Recording acoustic guitar is all about the performance! The number one most important factor in recording acoustic guitar is the player him or herself. A solid performance executed with great left and right hand technique on a quality instrument is key!
After the player, the next biggest factor in recording acoustic guitar is the instrument itself. Putting a great guitar in the right hands is virtually the whole process. Finally, after player and the instrument comes miking.
Recording Acoustic Guitar – The Basics
We did a video once upon a time called Recording Acoustic Guitar 101 where we tried out a bunch of different microphones on an acoustic guitar. One of these was a the standard $99 SM57 going through an Audient ID14. As long as you’re not clipping the input stage (you can keep it down to about 50% of the gain) you will get a good result.
With under $350 of gear ($99 mic, $200 interface, $30 cable), you can get great sounding acoustic guitars as long as you have a great player delivering a quality performance on a fantastic instrument. When it comes to mixing, there are a ton of stock plugins that you can use as well! You really don’t need a fancy set-up to capture acoustic instruments, and the guitar is no exception.
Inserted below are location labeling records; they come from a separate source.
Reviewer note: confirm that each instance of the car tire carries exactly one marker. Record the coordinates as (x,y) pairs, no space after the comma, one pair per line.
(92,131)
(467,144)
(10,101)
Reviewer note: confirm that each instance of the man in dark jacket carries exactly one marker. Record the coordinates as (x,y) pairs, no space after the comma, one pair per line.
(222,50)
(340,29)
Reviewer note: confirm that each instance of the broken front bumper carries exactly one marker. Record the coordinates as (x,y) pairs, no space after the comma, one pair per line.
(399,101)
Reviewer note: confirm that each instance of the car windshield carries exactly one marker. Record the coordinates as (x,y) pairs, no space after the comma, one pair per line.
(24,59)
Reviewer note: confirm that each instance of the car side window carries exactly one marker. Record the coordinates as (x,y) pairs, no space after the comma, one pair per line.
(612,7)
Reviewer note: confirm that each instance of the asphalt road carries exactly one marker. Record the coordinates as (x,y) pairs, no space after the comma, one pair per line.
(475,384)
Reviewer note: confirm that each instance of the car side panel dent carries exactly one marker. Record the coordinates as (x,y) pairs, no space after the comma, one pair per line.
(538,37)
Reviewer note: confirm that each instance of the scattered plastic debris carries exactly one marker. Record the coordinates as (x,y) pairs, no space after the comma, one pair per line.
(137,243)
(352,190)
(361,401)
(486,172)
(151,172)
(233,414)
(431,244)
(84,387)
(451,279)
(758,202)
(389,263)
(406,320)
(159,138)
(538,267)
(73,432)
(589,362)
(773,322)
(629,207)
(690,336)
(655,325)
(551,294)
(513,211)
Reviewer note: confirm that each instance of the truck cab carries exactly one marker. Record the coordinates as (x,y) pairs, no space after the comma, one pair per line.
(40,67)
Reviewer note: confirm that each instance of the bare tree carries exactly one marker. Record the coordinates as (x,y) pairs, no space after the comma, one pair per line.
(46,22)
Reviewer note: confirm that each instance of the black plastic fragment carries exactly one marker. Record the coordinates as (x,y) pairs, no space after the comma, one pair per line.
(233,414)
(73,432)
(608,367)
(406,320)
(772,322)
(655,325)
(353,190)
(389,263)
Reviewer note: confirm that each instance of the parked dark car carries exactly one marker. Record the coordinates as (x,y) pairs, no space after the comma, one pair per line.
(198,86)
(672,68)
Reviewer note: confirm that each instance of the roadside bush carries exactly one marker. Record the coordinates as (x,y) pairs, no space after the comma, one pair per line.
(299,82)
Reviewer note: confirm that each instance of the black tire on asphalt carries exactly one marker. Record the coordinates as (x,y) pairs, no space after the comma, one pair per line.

The most important thing when recording acoustic guitar is the player, the performance, the instrument, and then the mics, in that order!
Proper Seating for the Player
If you can, choose a chair where the arms can either go down or be removed so that you have full mobility with your guitar. A stool is another good choice.
This is especially important if you have an artist recording; you want to make them feel as comfortable as you can. The last thing you’d want is to have your guitarist fighting their chair.
Also, be mindful of any potential noise the seat itself might make. You really don’t want a creaky seat ruining a perfect take!
Appropriate Mic Stand
A “double boom” stand is a great option. This way you can keep the bulk of the weight on the back of the stand so when the mic is on the other side, it doesn’t droop. You might not think this is a big deal, but you’ll notice a sound difference if it moves. You want to keep the mic in the same plane when it’s this close. Any slight changes will change the way it’s recorded.
So, have a quality mic stand on hand that’s sturdy enough to not droop or change position!
Make Sure Clothing/Accessories Don’t Hit the Guitar
This might seem obvious, but buttons on your sleeve, a necklace, or anything else between you and the guitar can get picked up by a mic! Be mindful of anything that may hit the guitar and have the artist adjust accordingly.
Mic Choice and Placement
Small diaphragm condensers like the Neumann KM 184 or AKG 451 are great on acoustic instruments. They’re usually extremely detailed and crystal clear in the high end for a very ‘hi-fi’ or ‘3D’ sound which is phenomenal on acoustic guitar.
Likewise, you can get a great result from your favorite large diaphragm condenser as well. As we mentioned earlier, the dynamic SM57 with a budget interface can work wonders too! Remember, it’s more about the performance than anything else. As long as your mic choice and placement is ‘in the ballpark,’ you should be just fine.
Depending on the kind of mic you’re using and the sound you’re looking for there are a variety of different mic positions that you can use. The following are the most common single mic techniques:
A popular single mic position is to place it somewhere around where the neck meets the body of the guitar. The exact angle and distance will vary depending on the instrument itself and the sound you’re going for. In this position, you’ll be picking up a lot of the brightness and detail of the strings.
Alternatively, placing the mic roughly pointed at the bridge nearer the player’s hand is another common single mic position. Here the sound is a bit duller than up nearer the neck, capturing less of the strings’ brightness. If you’re going for a fuller sound with a bit less detail in the high end, this is a great position.
One thing to consider when recording acoustic guitar is the mic’s polar pattern. A problem you may run into using a cardioid condenser or dynamic like the SM57 is how that pattern unnaturally highlights the area it’s pointed at. Proximity effect is another problem with cardioid pattern microphones and close miking.
If you have one, try an omnidirectional microphone on acoustic guitar. Sure, you’ll pick up more of the room sound, but you’ll actually be able to place the mic closer to the guitar than a cardioid mic because of the latter’s proximity effect. The wider pickup pattern will also capture a more accurate image of the guitar all together.
If you’re worried about too much room sound, you can always dampen the space behind the mic.